The rot that defines the state of road infrastructure in the Apapa area of Lagos, which is home to Nigeria’s two major seaports has gone even worse, following the impact of heavy rains, wear and tear from heavy duty vehicles and utter neglect by both the federal and Lagos State governments.
Residents, commuters and businesses in Apapa who are at the receiving end of this collapse, have described the neglect as unfortunate, stressing that with the federal and state governments produced by one political party, the politics of the past which rendered Apapa prostrate ought to have ended with the old order which defined ownership of infrastructure along political lines.

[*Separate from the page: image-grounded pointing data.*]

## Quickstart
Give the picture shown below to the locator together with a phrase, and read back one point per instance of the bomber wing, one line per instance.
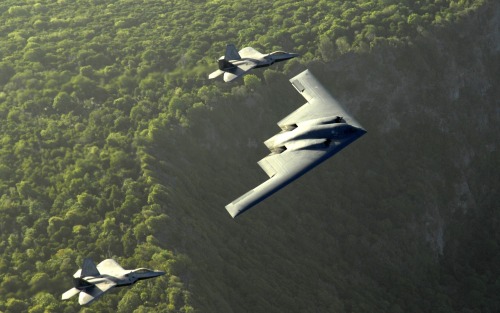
(241, 68)
(92, 293)
(291, 163)
(319, 102)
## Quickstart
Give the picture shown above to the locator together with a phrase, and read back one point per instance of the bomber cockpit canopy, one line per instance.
(143, 271)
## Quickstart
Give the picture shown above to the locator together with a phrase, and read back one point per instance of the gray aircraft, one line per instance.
(310, 135)
(91, 282)
(235, 64)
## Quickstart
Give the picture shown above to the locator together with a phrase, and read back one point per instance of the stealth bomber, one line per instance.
(235, 64)
(92, 281)
(310, 135)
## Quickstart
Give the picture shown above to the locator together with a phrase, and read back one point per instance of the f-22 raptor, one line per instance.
(235, 64)
(92, 281)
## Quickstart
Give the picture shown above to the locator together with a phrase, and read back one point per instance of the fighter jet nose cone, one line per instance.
(160, 273)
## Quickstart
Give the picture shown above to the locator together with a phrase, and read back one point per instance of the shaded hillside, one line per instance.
(404, 220)
(115, 144)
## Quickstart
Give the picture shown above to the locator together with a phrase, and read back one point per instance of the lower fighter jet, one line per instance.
(91, 282)
(235, 64)
(310, 135)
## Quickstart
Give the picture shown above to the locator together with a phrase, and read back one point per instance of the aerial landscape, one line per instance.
(116, 145)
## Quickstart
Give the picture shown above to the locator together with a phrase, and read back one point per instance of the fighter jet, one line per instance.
(91, 282)
(235, 64)
(310, 135)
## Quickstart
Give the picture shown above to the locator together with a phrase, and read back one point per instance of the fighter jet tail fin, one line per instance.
(89, 268)
(231, 53)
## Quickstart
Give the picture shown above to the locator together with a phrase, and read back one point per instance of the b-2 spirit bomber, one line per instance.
(310, 135)
(92, 281)
(234, 64)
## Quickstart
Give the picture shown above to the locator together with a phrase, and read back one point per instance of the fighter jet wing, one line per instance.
(242, 67)
(110, 267)
(92, 293)
(300, 156)
(319, 102)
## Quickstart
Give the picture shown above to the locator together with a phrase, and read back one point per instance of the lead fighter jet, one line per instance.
(235, 64)
(91, 282)
(313, 133)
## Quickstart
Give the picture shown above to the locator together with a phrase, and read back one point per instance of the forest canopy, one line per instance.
(87, 88)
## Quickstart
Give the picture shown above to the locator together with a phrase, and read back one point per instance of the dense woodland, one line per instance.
(115, 144)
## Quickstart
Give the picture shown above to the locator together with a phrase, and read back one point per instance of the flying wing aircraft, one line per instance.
(235, 64)
(91, 282)
(310, 135)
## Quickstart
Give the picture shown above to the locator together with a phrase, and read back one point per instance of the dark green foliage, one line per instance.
(115, 144)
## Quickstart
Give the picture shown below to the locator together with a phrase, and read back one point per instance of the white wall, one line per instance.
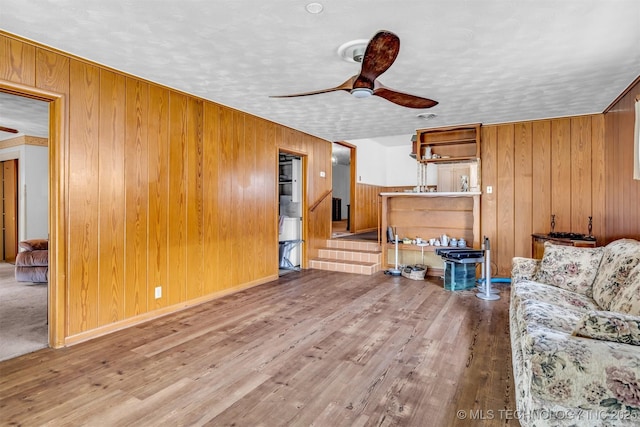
(386, 166)
(33, 188)
(402, 170)
(370, 161)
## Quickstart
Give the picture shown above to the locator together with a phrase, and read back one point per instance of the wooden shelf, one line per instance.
(449, 159)
(452, 144)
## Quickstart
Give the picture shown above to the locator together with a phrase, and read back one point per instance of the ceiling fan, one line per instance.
(380, 53)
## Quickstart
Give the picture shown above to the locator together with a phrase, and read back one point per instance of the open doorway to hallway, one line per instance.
(290, 194)
(24, 154)
(343, 186)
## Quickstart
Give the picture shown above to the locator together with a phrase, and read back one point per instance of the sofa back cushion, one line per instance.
(570, 268)
(627, 300)
(619, 260)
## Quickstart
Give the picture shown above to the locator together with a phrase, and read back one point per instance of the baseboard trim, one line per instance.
(164, 311)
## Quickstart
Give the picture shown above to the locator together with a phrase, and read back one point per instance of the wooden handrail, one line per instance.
(324, 196)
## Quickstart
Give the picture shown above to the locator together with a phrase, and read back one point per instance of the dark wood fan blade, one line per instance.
(348, 85)
(10, 130)
(380, 53)
(404, 99)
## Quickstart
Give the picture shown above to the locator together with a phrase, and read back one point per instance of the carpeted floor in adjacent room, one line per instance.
(23, 315)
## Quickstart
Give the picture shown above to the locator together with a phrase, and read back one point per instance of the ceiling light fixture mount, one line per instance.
(314, 8)
(353, 51)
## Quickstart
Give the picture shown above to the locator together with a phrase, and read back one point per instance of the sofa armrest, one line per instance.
(523, 269)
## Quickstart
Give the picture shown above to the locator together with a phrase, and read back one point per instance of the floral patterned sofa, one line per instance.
(575, 335)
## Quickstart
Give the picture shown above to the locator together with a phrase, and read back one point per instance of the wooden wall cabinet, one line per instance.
(448, 144)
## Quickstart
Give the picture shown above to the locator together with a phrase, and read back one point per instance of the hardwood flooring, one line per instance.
(312, 348)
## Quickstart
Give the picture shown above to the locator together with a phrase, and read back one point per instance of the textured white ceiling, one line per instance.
(485, 61)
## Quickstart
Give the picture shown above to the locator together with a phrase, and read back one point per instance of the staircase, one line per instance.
(349, 256)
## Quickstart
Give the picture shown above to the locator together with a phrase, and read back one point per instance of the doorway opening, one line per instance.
(290, 208)
(343, 212)
(24, 156)
(9, 191)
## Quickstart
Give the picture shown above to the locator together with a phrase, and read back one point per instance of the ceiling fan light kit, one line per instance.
(361, 92)
(380, 53)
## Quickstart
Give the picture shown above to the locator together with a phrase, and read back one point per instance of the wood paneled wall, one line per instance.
(622, 191)
(538, 169)
(161, 189)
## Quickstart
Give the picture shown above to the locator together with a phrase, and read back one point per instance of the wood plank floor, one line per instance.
(313, 348)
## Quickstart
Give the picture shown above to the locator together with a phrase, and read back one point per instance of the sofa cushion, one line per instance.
(609, 326)
(535, 315)
(619, 259)
(582, 373)
(570, 268)
(627, 300)
(528, 290)
(34, 244)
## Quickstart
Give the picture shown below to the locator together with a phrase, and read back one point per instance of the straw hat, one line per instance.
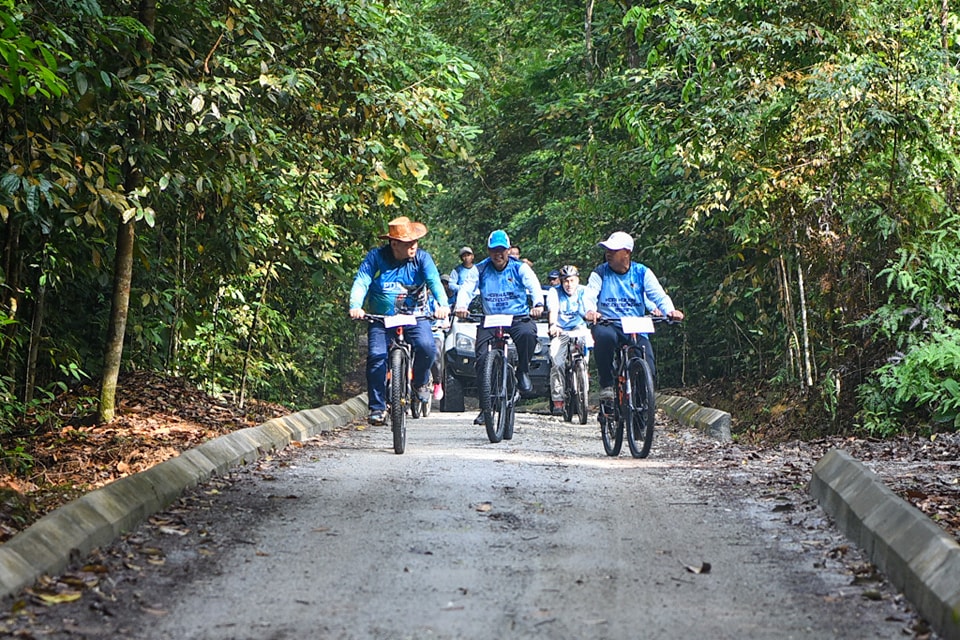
(404, 229)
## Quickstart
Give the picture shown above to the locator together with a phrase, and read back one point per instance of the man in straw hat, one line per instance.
(394, 278)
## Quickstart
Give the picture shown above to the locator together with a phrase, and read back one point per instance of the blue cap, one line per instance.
(498, 240)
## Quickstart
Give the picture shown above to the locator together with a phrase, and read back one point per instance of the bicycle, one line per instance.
(634, 406)
(576, 377)
(400, 391)
(497, 382)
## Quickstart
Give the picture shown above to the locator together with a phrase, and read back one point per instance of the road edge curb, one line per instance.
(71, 532)
(713, 422)
(918, 557)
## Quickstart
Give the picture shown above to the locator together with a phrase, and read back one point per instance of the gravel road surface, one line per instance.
(539, 537)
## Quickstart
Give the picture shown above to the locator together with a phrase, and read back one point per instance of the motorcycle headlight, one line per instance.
(464, 343)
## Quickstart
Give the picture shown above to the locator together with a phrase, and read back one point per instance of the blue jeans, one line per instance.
(607, 339)
(378, 339)
(523, 331)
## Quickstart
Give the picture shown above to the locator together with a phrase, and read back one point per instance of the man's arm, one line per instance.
(467, 292)
(590, 295)
(653, 293)
(532, 284)
(361, 283)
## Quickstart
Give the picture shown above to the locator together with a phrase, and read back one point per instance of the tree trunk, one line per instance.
(588, 43)
(251, 338)
(123, 265)
(113, 353)
(807, 356)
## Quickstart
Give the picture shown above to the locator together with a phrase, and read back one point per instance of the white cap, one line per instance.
(618, 240)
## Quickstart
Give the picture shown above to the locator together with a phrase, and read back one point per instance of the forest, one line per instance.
(189, 187)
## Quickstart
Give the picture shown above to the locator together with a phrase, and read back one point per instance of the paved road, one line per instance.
(539, 537)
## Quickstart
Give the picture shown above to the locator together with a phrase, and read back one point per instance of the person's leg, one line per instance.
(376, 366)
(558, 360)
(644, 341)
(606, 340)
(524, 334)
(424, 351)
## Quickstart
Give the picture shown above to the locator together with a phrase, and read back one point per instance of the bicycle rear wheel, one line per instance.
(490, 392)
(643, 409)
(399, 366)
(581, 385)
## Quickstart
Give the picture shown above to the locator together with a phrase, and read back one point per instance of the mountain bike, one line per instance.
(634, 407)
(497, 381)
(400, 391)
(576, 378)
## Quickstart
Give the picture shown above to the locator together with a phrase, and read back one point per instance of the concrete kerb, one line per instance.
(918, 557)
(713, 422)
(97, 518)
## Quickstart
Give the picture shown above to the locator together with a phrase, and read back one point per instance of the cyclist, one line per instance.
(394, 278)
(620, 287)
(503, 283)
(565, 309)
(466, 264)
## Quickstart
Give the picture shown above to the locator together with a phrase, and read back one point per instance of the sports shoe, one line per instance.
(425, 393)
(524, 384)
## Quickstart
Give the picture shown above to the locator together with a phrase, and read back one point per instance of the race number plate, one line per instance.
(632, 324)
(399, 320)
(497, 320)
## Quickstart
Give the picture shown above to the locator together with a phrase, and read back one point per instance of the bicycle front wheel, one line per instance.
(491, 394)
(399, 367)
(643, 408)
(581, 386)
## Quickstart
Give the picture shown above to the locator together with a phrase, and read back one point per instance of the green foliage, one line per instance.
(918, 383)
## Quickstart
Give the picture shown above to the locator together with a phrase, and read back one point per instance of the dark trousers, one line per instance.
(378, 338)
(607, 338)
(524, 334)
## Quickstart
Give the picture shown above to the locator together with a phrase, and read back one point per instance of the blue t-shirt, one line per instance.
(386, 286)
(501, 291)
(570, 309)
(617, 295)
(458, 275)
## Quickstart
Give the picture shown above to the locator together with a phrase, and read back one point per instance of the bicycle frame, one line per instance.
(576, 391)
(634, 407)
(497, 383)
(399, 374)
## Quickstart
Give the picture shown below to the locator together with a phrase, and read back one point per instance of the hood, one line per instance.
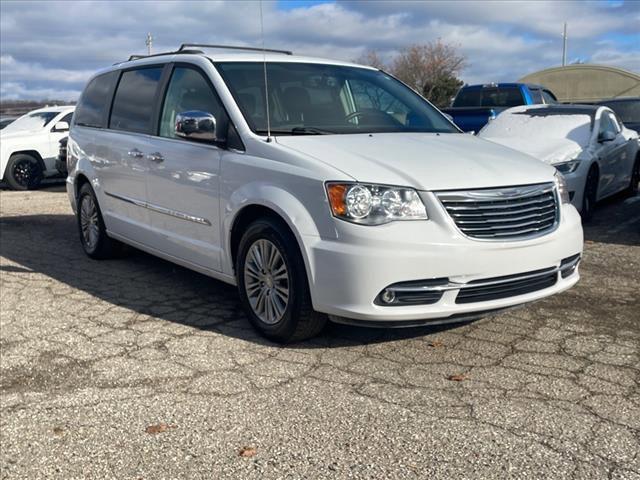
(425, 161)
(551, 151)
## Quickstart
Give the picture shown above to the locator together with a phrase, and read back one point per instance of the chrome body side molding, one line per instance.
(159, 209)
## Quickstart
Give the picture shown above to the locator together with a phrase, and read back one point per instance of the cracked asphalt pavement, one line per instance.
(136, 368)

It has become increasingly difficult to drive through the major roads in this port city which before now, was a haven of upper middle class workers, expatriates, high profile and multi-national businesses which elevated Apapa’s status above its peers in the larger Lagos metropolitan city.
To many, Apapa has become a wasteland and walking through its major connecting roads including Liverpool, Creek Road, Wharf Road, among others reveals a degraded environment and collapsed roads which have forced many residents and businesses to flee to ‘safer’ places, leaving a large stock of empty houses for the spirits and rodents.
Wharf Road has become a death trap with countless ditches and gullies so deep as to up-turn laden trucks.
Rehabilitation work on the road, which is being done by the Dangote Group, has been put on hold, but an official of the Group explained on phone that work would resume “when the weather becomes clement—that is dry season”.
For the wrong reason, Apapa has been in the news for the most part of the last 24 months. It has become a metaphor for pain, anguish, stress and suffering because of its crippling, intractable and suffocating gridlock and bad roads that elicit endless (unanswered) questions from motorists, other commuters and the few residents still staying put, hoping for intervention from government.
“Does any government have responsibility for Apapa?”, asked Paul Ajibade, a staff of an old generation bank with an office on Creek Road, Apapa, as he struggled frantically, on Monday, to pull out his trapped Toyota Corolla, 2012 model, from a ditch on Wharf Road.
Ajibade, who drives into Apapa from Festac Town, where he resides, said he takes the pain to drive through Orile-Iganmu via Ijora to connect Apapa every morning. He admits this is a rather zigzag journey for him, but he is left with no other choice, as the Mile 2-Tin Can route which is shorter from Festac Town, bears no guarantee he would get to his office if he ventures in.
“The Mile 2-Tincan axis is perpetually locked-down by the activities of petroleum tankers and container-bearing trucks. Apart from this, the road network, particularly from the Tincan-Liverpool Roundabout towards Apapa Wharf, has long collapsed, so it makes no sense going there,” said Ajibade.
For several years running, many of the motorists and commuters entering and exiting Apapa, like Ajibade, have had to ply Mobil Road or Ijora-Apapa Bridge. Indeed, due to pressure and decades of lack of maintenance, the stretch of Ijora-Apapa Bridge bears signs of disrepair and danger, as all the expansion joints are giving way. Recently, a section of the bridge caved in, forcing the Federal Government to divert traffic before calling in a construction firm to undertake a temporary remedial work.
But a few metres from the foot of the bridge, towards Airways bus stop, leading to Apapa Wharf, is the shame of a nation, and questions the Federal Government’s justification for the trillions of naira revenue it generates annually from import duties, sundry levies and taxes from the two ports in Apapa.
As the road situation worsens with the continuing rainfall, motorists seeking alternative routes to Apapa Wharf and other destinations within Apapa, are increasing finding it difficult, as some of the alternative routes are also in gross disrepair.
Liverpool, one of such alternative routes, through the Apapa GRA, which is categorised as state road, has collapsed, further increasing the trauma that residents, businesses and visitors are daily subjected to.
The Lagos State government reaps millions of naira monthly from Apapa through the wharf landing fee law introduced by the previous administration in the state. Under the law, every importer pays N1,000 on every 40ft container, N500 on every 20ft container and N300 on every vehicle imported through the ports, which the government claims is meant for road maintenance.
A top management staff of the state ministry of works and infrastructure, when contacted on the condition of Liverpool road, said he was not sure of the status of the road- whether it belongs to Lagos or the Federal Government. But motorists are saying that any government can repair roads for the sake of the citizens.